La falta de entusiasmo de Gates por profundizar el compromiso militar de Washington en otro conflicto incierto, sin una clara “estrategia de salida”, hace recordar la exasperación que sintió en 1993 el entonces presidente del Estado Mayor Conjunto, general Colin Powell, cuando Madeleine Albright, entonces embajadora de Estados Unidos en la Organización de las Naciones Unidas y consumada representante de los “halcones” liberales, le preguntó: “¿Qué sentido tiene tener estas magníficas fuerzas armadas de las que usted siempre habla si no podemos usarlas?”.
“Pensé que me iba a dar una aneurisma”, escribió luego Powell –quien, como Gates, era un protegido de Bush–, sobre su reacción ante la pregunta de Albright, que según él traicionaba una actitud muy displicente sobre el uso de la fuerza militar por parte de Estados Unidos.
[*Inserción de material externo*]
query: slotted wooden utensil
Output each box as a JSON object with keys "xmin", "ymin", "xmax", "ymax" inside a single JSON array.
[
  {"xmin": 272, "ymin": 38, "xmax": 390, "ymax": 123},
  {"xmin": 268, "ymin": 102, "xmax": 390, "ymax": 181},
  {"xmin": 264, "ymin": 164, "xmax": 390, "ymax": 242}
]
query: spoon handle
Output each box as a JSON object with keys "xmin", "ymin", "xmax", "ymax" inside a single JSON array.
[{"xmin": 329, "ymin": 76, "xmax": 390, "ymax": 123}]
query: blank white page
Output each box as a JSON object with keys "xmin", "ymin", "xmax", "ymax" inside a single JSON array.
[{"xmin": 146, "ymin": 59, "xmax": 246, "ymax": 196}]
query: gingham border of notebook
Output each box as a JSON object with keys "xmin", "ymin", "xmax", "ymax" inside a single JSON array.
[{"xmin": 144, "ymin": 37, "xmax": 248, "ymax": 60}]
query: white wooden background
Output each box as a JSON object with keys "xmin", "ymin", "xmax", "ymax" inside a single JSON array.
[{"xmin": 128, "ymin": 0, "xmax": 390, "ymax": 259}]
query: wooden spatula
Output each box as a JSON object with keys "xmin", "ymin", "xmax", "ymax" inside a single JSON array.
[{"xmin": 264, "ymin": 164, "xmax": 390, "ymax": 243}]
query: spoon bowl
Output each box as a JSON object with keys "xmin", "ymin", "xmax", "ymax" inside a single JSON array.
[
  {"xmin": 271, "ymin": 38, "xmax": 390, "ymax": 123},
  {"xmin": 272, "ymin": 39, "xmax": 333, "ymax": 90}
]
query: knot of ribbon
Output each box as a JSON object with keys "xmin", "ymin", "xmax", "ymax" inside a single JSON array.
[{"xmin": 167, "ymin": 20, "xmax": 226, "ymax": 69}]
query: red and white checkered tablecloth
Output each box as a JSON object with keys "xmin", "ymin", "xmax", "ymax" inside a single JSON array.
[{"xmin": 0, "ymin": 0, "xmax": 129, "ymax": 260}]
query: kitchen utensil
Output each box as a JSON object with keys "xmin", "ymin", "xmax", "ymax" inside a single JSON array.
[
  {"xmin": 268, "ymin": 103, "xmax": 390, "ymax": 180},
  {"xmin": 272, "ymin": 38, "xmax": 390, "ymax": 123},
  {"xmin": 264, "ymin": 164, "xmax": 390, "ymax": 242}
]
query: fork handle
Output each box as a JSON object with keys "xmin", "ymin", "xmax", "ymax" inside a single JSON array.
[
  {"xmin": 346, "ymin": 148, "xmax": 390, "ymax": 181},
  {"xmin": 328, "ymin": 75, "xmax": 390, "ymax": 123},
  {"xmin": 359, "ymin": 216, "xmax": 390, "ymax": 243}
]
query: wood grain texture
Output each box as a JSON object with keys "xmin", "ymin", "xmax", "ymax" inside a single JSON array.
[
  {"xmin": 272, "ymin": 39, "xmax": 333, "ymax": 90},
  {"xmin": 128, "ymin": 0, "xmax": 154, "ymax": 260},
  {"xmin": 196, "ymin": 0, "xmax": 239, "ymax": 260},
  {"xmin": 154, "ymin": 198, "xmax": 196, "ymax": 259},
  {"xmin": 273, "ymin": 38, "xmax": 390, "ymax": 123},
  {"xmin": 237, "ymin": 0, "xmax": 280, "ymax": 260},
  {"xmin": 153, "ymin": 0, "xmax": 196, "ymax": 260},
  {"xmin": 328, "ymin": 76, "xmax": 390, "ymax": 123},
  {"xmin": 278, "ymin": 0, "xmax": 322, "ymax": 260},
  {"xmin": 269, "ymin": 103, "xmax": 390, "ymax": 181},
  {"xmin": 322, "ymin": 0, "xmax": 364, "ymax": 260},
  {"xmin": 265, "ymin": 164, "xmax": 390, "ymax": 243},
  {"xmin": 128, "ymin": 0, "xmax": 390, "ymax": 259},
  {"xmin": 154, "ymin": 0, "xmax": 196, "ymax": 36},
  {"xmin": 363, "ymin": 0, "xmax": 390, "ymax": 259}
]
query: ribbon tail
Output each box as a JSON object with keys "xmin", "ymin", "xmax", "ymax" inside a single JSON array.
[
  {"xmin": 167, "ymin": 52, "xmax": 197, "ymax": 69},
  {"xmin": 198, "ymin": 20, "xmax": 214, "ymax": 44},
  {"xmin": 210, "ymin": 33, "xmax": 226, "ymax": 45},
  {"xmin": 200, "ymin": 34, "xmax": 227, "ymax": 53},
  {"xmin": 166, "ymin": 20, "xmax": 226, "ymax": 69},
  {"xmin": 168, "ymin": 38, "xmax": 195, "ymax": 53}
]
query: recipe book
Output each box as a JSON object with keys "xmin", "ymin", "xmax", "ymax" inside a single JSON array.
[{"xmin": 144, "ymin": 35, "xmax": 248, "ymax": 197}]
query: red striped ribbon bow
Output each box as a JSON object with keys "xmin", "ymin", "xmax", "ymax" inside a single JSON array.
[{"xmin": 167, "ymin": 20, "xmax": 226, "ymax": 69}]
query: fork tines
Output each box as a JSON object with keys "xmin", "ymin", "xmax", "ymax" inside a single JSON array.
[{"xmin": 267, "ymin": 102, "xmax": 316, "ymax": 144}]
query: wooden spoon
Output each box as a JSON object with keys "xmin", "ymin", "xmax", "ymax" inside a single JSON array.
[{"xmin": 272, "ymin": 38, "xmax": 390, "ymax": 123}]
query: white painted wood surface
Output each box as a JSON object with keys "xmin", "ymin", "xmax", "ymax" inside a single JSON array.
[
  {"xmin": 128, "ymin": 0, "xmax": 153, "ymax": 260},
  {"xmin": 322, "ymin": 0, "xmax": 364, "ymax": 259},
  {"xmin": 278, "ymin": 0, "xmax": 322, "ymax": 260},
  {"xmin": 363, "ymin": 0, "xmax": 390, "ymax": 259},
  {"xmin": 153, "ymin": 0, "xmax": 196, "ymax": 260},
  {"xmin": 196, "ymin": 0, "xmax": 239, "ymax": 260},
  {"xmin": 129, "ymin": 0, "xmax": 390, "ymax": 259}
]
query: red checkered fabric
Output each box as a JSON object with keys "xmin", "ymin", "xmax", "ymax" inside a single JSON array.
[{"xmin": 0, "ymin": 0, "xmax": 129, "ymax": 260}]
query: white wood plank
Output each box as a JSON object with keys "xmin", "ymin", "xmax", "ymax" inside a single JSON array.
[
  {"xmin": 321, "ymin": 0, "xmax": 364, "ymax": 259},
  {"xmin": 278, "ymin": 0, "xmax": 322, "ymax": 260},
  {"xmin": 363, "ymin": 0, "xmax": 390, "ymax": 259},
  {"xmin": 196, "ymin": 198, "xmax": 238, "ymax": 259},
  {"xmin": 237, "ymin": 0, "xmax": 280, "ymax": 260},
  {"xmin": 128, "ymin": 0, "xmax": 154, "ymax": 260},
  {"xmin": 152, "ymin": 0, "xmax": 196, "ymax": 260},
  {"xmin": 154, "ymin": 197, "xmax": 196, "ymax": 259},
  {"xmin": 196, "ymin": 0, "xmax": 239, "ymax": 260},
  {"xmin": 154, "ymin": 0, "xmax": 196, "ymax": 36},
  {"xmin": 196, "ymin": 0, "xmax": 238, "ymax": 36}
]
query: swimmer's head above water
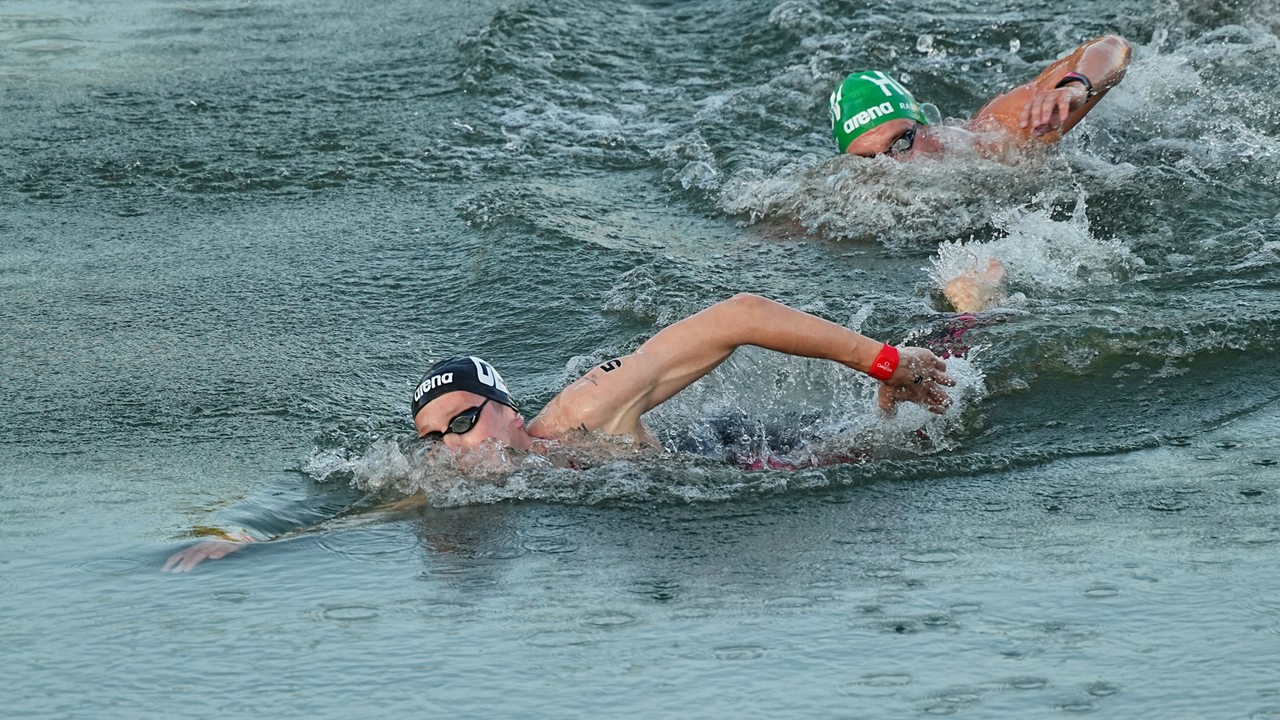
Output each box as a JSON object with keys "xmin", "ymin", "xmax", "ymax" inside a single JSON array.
[
  {"xmin": 411, "ymin": 355, "xmax": 531, "ymax": 451},
  {"xmin": 829, "ymin": 70, "xmax": 934, "ymax": 156}
]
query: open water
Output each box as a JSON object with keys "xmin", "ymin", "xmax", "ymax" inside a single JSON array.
[{"xmin": 4, "ymin": 0, "xmax": 1280, "ymax": 717}]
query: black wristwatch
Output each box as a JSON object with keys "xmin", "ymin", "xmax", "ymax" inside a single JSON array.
[{"xmin": 1055, "ymin": 71, "xmax": 1096, "ymax": 98}]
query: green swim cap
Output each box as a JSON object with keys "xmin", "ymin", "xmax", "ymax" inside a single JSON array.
[{"xmin": 829, "ymin": 70, "xmax": 931, "ymax": 153}]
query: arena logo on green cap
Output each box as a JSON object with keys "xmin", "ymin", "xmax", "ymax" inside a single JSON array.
[{"xmin": 829, "ymin": 70, "xmax": 931, "ymax": 153}]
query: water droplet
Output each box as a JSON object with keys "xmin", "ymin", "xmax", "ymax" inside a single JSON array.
[
  {"xmin": 916, "ymin": 34, "xmax": 934, "ymax": 54},
  {"xmin": 1009, "ymin": 38, "xmax": 1021, "ymax": 53}
]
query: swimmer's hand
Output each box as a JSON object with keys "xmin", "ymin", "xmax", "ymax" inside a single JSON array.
[
  {"xmin": 163, "ymin": 539, "xmax": 250, "ymax": 573},
  {"xmin": 876, "ymin": 346, "xmax": 955, "ymax": 415},
  {"xmin": 942, "ymin": 258, "xmax": 1006, "ymax": 313},
  {"xmin": 1022, "ymin": 83, "xmax": 1088, "ymax": 136}
]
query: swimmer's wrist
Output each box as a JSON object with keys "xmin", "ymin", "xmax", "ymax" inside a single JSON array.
[
  {"xmin": 1055, "ymin": 71, "xmax": 1095, "ymax": 98},
  {"xmin": 866, "ymin": 343, "xmax": 899, "ymax": 382},
  {"xmin": 193, "ymin": 525, "xmax": 261, "ymax": 543}
]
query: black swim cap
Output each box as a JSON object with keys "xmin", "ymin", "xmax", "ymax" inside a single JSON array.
[{"xmin": 411, "ymin": 355, "xmax": 517, "ymax": 419}]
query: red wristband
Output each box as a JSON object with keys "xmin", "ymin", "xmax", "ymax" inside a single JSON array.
[{"xmin": 867, "ymin": 343, "xmax": 899, "ymax": 381}]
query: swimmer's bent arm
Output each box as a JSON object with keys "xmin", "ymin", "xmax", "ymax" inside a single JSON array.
[
  {"xmin": 972, "ymin": 35, "xmax": 1132, "ymax": 140},
  {"xmin": 1023, "ymin": 35, "xmax": 1132, "ymax": 134},
  {"xmin": 541, "ymin": 293, "xmax": 954, "ymax": 437}
]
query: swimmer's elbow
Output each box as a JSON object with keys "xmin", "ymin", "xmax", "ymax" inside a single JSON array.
[
  {"xmin": 725, "ymin": 291, "xmax": 767, "ymax": 307},
  {"xmin": 701, "ymin": 293, "xmax": 786, "ymax": 345},
  {"xmin": 1082, "ymin": 35, "xmax": 1132, "ymax": 91},
  {"xmin": 1099, "ymin": 35, "xmax": 1133, "ymax": 68},
  {"xmin": 722, "ymin": 293, "xmax": 784, "ymax": 326}
]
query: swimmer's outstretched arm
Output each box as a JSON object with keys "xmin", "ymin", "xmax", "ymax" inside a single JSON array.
[
  {"xmin": 163, "ymin": 535, "xmax": 252, "ymax": 573},
  {"xmin": 536, "ymin": 293, "xmax": 954, "ymax": 437},
  {"xmin": 163, "ymin": 493, "xmax": 408, "ymax": 573}
]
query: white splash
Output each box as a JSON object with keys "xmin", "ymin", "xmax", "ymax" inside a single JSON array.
[{"xmin": 927, "ymin": 198, "xmax": 1144, "ymax": 305}]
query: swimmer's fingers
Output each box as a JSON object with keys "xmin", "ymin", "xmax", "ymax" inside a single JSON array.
[
  {"xmin": 876, "ymin": 382, "xmax": 951, "ymax": 415},
  {"xmin": 1049, "ymin": 89, "xmax": 1075, "ymax": 129},
  {"xmin": 876, "ymin": 373, "xmax": 954, "ymax": 416},
  {"xmin": 927, "ymin": 354, "xmax": 955, "ymax": 387},
  {"xmin": 163, "ymin": 539, "xmax": 246, "ymax": 574},
  {"xmin": 1026, "ymin": 85, "xmax": 1086, "ymax": 134},
  {"xmin": 1026, "ymin": 94, "xmax": 1057, "ymax": 133},
  {"xmin": 923, "ymin": 383, "xmax": 953, "ymax": 415},
  {"xmin": 897, "ymin": 347, "xmax": 954, "ymax": 387},
  {"xmin": 877, "ymin": 383, "xmax": 899, "ymax": 414}
]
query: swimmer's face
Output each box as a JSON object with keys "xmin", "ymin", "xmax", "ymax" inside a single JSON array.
[
  {"xmin": 413, "ymin": 390, "xmax": 531, "ymax": 452},
  {"xmin": 845, "ymin": 118, "xmax": 939, "ymax": 158}
]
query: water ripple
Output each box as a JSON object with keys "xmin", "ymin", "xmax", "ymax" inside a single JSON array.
[
  {"xmin": 72, "ymin": 557, "xmax": 145, "ymax": 576},
  {"xmin": 320, "ymin": 604, "xmax": 381, "ymax": 622},
  {"xmin": 712, "ymin": 645, "xmax": 766, "ymax": 661},
  {"xmin": 902, "ymin": 549, "xmax": 960, "ymax": 564}
]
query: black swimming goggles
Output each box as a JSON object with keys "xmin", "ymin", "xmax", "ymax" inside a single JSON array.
[
  {"xmin": 887, "ymin": 125, "xmax": 916, "ymax": 156},
  {"xmin": 421, "ymin": 398, "xmax": 491, "ymax": 441}
]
Por aquel entonces, Albright, que contaba con el apoyo de la mayoría de los neoconservadores, presionaba a Clinton para que interviniera en Bosnia-Herzegovina, algo a lo que Bush se había negado, del mismo modo que había rechazado sus pedidos de enviar soldados estadounidenses a Bagdad al final de la Guerra del Golfo de 1991.
En 1996, los neoconservadores William Kristol y Robert Kagan publicaron un artículo titulado “Hacia una política exterior neo-reaganista” en la revista Foreign Affairs. Allí criticaron a un “conservadurismo estadounidense confundido” y llamaron a los republicanos a abrazar una política de “supremacía militar y confianza moral” cuyo principal objetivo fuera preservar la “benevolente hegemonía mundial” de Washington por el mayor tiempo posible.
En 1997, Kristol y Kagan cofundaron el Project for the New American Century (PNAC), cuyos estatutos fueron firmados por otros conocidos neoconservadores, entre ellos Paul Wolfowitz y Elliott Abrams, así como por nacionalistas agresivos, como Dick Cheney y Donald Rumsfeld, que seis años después ocuparían altos cargos en el gobierno de George W. Bush (2001-2009).
Sin embargo, fue recién a partir de los ataques que el 11 de septiembre de 2001 dejaron 3.000 muertos en Nueva York y Washington, que los puntos de vista del PNAC pasaron a dominar el pensamiento republicano sobre política exterior.
Esto ocurrió cuando Cheney, Rumsfeld y Wolfowitz, entre otros halcones, tomaron el control e hicieron que el país invadiera Iraq en 2003.
Em 1999, en ocasión de la guerra de Kosovo ante la cual muchos republicanos se mostraron escépticos, si no directamente contrarios, el senador republicano Kay Bailey Hutchison advirtió: “Antes de bombardear naciones soberanas tenemos que tener un plan”.
Mientras, líderes del mismo partido en la Cámara de Representantes insistieron en llamar a la campaña aérea sobre Kosovo “la guerra demócrata” o “la guerra de Clinton”, para subrayar su desaprobación.
El propio Bush empezó a moderar sus políticas en su segundo periodo de gobierno, y particularmente luego de que los demócratas arrasaran las elecciones parlamentarias de mitad de periodo en 2006 y que el presidente reemplazara a Rumsfeld por Gates, los congresistas republicanos siguieron firmemente comprometidos con la visión del PNAC.
Bastante antes de Libia, una combinación de la crisis financiera de septiembre de 2008 y del cansancio del público en relación a la guerra –además de que Obama derrotó electoralmente a McCain– pareció volver el tiempo atrás, reavivando los conflictos intrapartidarios de los años 90 en materia de política exterior.
El debate sobre la intervención militar en Libia amenaza con acelerar el proceso de viaje en el tiempo, mientras los pedidos de McCain de que Washington tome “todas las medidas necesarias” para derrocar a Gadafi –y que hacen acordar a sus esfuerzos en torno a la guerra de Kosovo– no tienen entre sus correligionarios el eco que hubieran tenido hace dos o tres años.
Que Gates en particular haya dejado en claro que se opone a un mayor involucramiento militar también parece haber hecho que algunos dirigentes del partido piensen dos veces sobre cuánta sabiduría política hay en consentir a los halcones.